Strength and conditioning (S&C) is one of the six core services available to TASS-supported athletes. It is invaluable in developing an athlete’s speed, strength and power, as well as being important for injury prevention.

Dr Lucinda Howland is a full-time lecturer in Strength, Conditioning and Performance at Canterbury Christ Church University – and a former TASS athlete.

TASS: Strength and conditioning is seen as a key contributor to athlete development – why is it so important?

LH: The term athlete development is a very broad term but strength and conditioning can develop an athlete physically, mentally, socially and, I think, with a well-crafted environment can even develop life skills. S&C teaches athletes how to learn and develop specific movement patterns that have dynamic correspondence to their sport. It also shows them how to succeed in areas beyond their field of play and sometimes outside their comfort zone. This develops the athlete holistically, increasing the chances of them becoming physically balanced and active lifelong learners.

TASS: As a former TASS athlete how did you benefit from S&C support?

LH: Being a TASS athlete carried an element of prestige, it benefited me immensely as a young athlete, at the time TASS athletes were provided with free gym memberships at local leisure centres and I had monthly access to S&C coaching at an institution which provided high performance sports provision. I had to travel but the distance travelling to receive S&C support was far less intense than my travelling demands for rugby. I also received remote programming prescribed by a trained strength and conditioning specialist. I even received some sessions at my school at times during the year when I was extremely busy! I was never the most naturally powerful player on the pitch and these sessions enabled me to begin my journey to develop a more explosive presence on the rugby field.

Read the full interview with Lucinda Howland.


Nutrition is the final element of the TASS package of support services. Steve Marshall from Northumbria University is undertaking a PhD in addition to delivering nutrition support to athletes at the institution.

TASS: Please describe your current role – where are you based and what does the role entail?

Steve Marshall: Alongside my PhD, I lead on the performance nutrition programme at Northumbria University and TASS. As a practitioner, I deliver nutrition education to our athletes at a squad and individual level. This can range from some basic advice on diet and creating some useful resources – all the way to some physiological assessment and in-depth nutrition planning and cooking sessions. No two sessions are the same which is what makes the job so interesting.

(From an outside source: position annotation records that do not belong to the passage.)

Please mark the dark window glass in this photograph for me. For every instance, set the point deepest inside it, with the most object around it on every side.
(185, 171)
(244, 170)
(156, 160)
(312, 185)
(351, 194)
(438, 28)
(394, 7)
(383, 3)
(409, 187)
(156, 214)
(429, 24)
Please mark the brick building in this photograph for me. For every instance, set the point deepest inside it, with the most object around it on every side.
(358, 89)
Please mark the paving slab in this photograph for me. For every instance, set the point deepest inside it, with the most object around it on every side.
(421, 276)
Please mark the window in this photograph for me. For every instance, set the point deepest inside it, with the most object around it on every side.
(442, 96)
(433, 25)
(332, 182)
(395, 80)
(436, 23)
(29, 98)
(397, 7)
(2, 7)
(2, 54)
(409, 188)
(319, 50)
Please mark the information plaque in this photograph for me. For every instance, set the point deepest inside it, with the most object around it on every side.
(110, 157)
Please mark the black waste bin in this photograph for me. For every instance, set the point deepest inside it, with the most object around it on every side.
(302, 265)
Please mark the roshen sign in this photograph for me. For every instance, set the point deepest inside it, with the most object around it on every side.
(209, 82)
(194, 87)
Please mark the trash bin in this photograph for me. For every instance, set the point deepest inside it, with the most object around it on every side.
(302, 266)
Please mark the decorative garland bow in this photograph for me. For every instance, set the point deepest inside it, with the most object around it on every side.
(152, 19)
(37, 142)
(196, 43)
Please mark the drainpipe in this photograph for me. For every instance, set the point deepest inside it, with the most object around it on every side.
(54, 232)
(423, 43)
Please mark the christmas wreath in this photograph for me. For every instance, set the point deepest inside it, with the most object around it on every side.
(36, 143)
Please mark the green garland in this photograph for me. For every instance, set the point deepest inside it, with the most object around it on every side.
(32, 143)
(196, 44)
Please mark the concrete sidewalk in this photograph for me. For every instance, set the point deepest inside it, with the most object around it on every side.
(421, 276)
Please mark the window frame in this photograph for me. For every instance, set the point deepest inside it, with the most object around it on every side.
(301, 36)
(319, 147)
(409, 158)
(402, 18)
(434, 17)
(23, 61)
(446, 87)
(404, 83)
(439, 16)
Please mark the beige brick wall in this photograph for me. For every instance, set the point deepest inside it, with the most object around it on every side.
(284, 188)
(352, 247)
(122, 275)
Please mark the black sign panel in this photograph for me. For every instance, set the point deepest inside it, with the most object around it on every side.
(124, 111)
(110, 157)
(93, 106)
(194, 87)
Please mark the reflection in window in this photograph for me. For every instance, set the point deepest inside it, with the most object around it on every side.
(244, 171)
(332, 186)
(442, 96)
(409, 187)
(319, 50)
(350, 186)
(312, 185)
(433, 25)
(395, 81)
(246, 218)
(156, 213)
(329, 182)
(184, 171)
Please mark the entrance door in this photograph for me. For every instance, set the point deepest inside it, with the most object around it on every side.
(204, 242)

TASS: What attracted you to the field of nutrition and have you always been interested in the discipline in a sporting context?

SM: I originally chose to specialise in nutrition after completing a module in my first year of my undergraduate degree in sport and exercise science. This was a sports nutrition module so it really shaped my interest in the area and how good nutrition could maximise performance and recovery. As a keen rugby player myself, I would always try and apply my new found knowledge to my own training and competition.